Innovative Radar and Machine Learning System Enables Non-Lethal Identification of Essential Pollinating Insects

New radar technology identifies bees and wasps with 96% accuracy by analyzing wingbeats. A breakthrough for non-invasive biodiversity and ecological monitoring.

By: AXL Media

Published: Apr 29, 2026, 10:27 AM EDT

Source: Information for this report was sourced from EurekAlert!

A Breakthrough in Non-Invasive Ecological Monitoring

Monitoring pollinating insects is a vital task for both global agriculture and ecological health, yet traditional methods have long been hampered by significant logistical hurdles. Conventional identification is typically labor intensive and often requires the lethal sampling of specimens to confirm their species. However, a new study published in PNAS Nexus reveals a transformative approach led by Adam Narbudowicz and a team of researchers. By utilizing millimeter-wave radar and machine learning, scientists can now identify insects in mid-air without causing them harm or interrupting their natural behaviors.

Decoding the Language of Wingbeat Harmonics

The technology works by capturing the subtle changes in radar reflections caused by the rapid flapping of an insect's wings. These reflections, known as micro-Doppler signatures, contain a wealth of data that the human eye cannot perceive. To process this information, the research team developed a machine learning model capable of extracting more than 70 distinct harmonic, spectral, and temporal features. These features provide a digital fingerprint for each insect, allowing the system to distinguish between different types based on the specific physics of their flight.
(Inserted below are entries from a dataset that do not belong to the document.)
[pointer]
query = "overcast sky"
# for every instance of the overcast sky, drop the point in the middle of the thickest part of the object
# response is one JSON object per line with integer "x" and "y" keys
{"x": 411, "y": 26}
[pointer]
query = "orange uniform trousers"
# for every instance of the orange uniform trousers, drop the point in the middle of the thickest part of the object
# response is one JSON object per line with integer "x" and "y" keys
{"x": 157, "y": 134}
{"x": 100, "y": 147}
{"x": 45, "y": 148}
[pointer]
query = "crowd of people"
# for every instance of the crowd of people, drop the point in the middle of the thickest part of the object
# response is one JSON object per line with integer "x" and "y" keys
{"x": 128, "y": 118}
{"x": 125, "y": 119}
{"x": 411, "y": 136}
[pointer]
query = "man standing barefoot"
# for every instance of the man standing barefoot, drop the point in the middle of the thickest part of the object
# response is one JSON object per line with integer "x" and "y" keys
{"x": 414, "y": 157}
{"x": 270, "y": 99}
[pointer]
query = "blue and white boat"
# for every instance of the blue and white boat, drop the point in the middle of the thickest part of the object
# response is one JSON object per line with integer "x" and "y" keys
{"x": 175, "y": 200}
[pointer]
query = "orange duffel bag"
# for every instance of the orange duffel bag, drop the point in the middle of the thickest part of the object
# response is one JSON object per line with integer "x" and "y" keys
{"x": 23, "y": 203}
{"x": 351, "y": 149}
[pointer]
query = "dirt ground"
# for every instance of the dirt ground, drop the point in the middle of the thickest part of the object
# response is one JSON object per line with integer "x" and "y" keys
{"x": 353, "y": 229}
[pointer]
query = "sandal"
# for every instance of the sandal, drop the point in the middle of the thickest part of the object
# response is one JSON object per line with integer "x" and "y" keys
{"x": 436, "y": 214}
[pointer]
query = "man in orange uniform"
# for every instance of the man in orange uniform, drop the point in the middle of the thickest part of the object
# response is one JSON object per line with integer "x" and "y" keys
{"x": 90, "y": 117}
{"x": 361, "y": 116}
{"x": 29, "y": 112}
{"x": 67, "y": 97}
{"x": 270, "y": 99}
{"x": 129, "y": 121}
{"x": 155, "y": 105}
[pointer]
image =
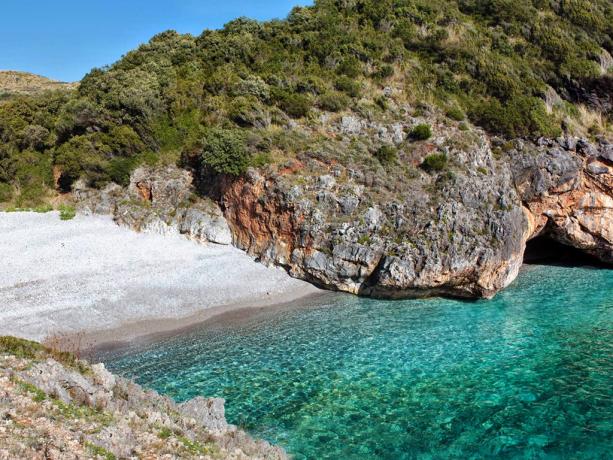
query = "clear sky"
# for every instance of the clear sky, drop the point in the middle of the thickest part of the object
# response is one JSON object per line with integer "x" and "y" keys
{"x": 64, "y": 39}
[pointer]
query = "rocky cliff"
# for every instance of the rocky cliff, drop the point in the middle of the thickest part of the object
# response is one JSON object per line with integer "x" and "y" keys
{"x": 53, "y": 406}
{"x": 458, "y": 231}
{"x": 13, "y": 82}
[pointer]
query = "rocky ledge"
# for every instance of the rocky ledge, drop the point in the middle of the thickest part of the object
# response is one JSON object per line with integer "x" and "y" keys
{"x": 53, "y": 406}
{"x": 406, "y": 231}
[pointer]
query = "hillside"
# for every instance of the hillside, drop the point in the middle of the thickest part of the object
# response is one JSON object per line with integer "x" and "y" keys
{"x": 395, "y": 148}
{"x": 12, "y": 82}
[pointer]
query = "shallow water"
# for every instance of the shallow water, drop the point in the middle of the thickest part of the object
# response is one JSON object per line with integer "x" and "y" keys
{"x": 526, "y": 375}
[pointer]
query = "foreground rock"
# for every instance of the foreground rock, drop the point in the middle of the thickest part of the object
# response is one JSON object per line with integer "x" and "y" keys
{"x": 567, "y": 187}
{"x": 55, "y": 407}
{"x": 160, "y": 200}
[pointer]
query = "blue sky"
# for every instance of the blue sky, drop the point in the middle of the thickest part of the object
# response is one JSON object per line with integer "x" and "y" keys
{"x": 64, "y": 39}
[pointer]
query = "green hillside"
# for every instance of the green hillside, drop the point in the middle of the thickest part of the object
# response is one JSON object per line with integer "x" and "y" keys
{"x": 223, "y": 100}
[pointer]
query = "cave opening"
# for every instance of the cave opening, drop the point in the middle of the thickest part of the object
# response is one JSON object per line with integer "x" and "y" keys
{"x": 544, "y": 250}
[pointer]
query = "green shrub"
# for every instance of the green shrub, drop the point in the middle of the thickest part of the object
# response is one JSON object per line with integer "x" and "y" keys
{"x": 247, "y": 112}
{"x": 67, "y": 212}
{"x": 350, "y": 66}
{"x": 333, "y": 102}
{"x": 384, "y": 71}
{"x": 435, "y": 162}
{"x": 6, "y": 192}
{"x": 261, "y": 159}
{"x": 224, "y": 151}
{"x": 421, "y": 132}
{"x": 348, "y": 86}
{"x": 386, "y": 154}
{"x": 522, "y": 116}
{"x": 455, "y": 113}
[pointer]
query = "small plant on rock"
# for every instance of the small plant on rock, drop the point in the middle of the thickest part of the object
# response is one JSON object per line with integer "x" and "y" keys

From Campus Collection to Machine Learning Training

To build and train the model, researchers collected various insects on the campus of Trinity College Dublin. Each insect was temporarily placed in a small cylindrical plastic container positioned directly above a millimeter-wave antenna. Once the radar signatures were recorded, the insects were released back into the environment. This data collection process allowed the model to learn the fundamental wingbeat frequencies and the specific rates at which an insect’s wing movements change, which the authors identified as key distinguishing features for accurate taxonomic classification.